Is it perfect? No. Could a determined attacker with inside access still cause damage? Probably. But we’ve dramatically reduced the attack surface and made any compromise immediately visible and auditable.

Closing Thoughts

Looking back, this is one of my proudest achievements at Sentry. It’s not flashy - no one’s going to write a blog post titled “Revolutionary New Way to Click a Label” - but it’s the kind of infrastructure that quietly makes everything more secure and more convenient at the same time.⁷

If you’re dealing with similar challenges, I encourage you to check out getsentry/publish and the Craft. The concepts are transferable even if you don’t use our exact implementation.

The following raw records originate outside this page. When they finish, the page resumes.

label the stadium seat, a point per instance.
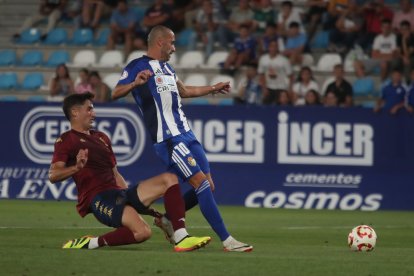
(226, 101)
(9, 98)
(82, 37)
(8, 81)
(111, 58)
(224, 78)
(196, 79)
(37, 98)
(308, 60)
(33, 81)
(32, 58)
(199, 101)
(320, 40)
(139, 13)
(57, 57)
(135, 54)
(364, 87)
(326, 83)
(102, 38)
(29, 36)
(84, 58)
(368, 104)
(327, 62)
(191, 59)
(7, 58)
(56, 37)
(216, 58)
(111, 80)
(183, 38)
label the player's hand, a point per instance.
(222, 87)
(81, 158)
(142, 77)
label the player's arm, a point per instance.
(123, 89)
(198, 91)
(120, 181)
(59, 172)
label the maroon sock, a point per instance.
(174, 206)
(121, 236)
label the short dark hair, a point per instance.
(287, 4)
(386, 21)
(294, 24)
(75, 99)
(405, 23)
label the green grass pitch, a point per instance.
(286, 242)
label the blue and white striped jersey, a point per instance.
(158, 99)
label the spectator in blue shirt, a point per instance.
(392, 95)
(250, 91)
(123, 24)
(410, 94)
(295, 44)
(244, 50)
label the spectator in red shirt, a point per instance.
(373, 12)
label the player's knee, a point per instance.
(143, 233)
(169, 180)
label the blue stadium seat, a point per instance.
(321, 40)
(7, 58)
(32, 58)
(9, 98)
(364, 87)
(82, 37)
(102, 38)
(200, 101)
(139, 12)
(33, 81)
(229, 101)
(8, 81)
(56, 37)
(29, 36)
(368, 104)
(58, 57)
(183, 38)
(37, 98)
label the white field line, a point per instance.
(314, 227)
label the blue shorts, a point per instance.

And hey, it only took me 5 years to write about it. Better late than never, right? 😅

Thanks

I’d like to thank the following people:

• Armin and Daniel for their trust and support in building this system.
• Kamil for Craft as I knew it.
• Jeffery for reviewing this post thoroughly and being my partner in crime for many things security at Sentry.
• Michael for giving me the push I needed to write this post, coming up with the awesome post image idea, and for his support and guidance on the post itself.

Footnotes

1. This was before GitHub introduced “environment secrets” which allow more granular access control. Even with those, the problem isn’t fully solved for our use case. ↩

2. npm has OIDC support for individual packages, but not yet at the organization or scope level. See npm’s trusted publishers documentation. ↩

3. If only someone could make this run directly in GitHub Actions… ↩

4. This is actually a smart security feature - imagine a workflow that creates a commit that triggers itself. Infinite loop, infinite bills, infinite sadness. ↩

5. This is now fixed with special by-pass rules via rule sets recently and we also no longer have admin access for the bots, phew. ↩

6. If you peek at the repo, you’ll see what I mean. I’m not proud of all of it, but I’m proud it works. ↩

7. Especially while “security means more friction” is still a thing. ↩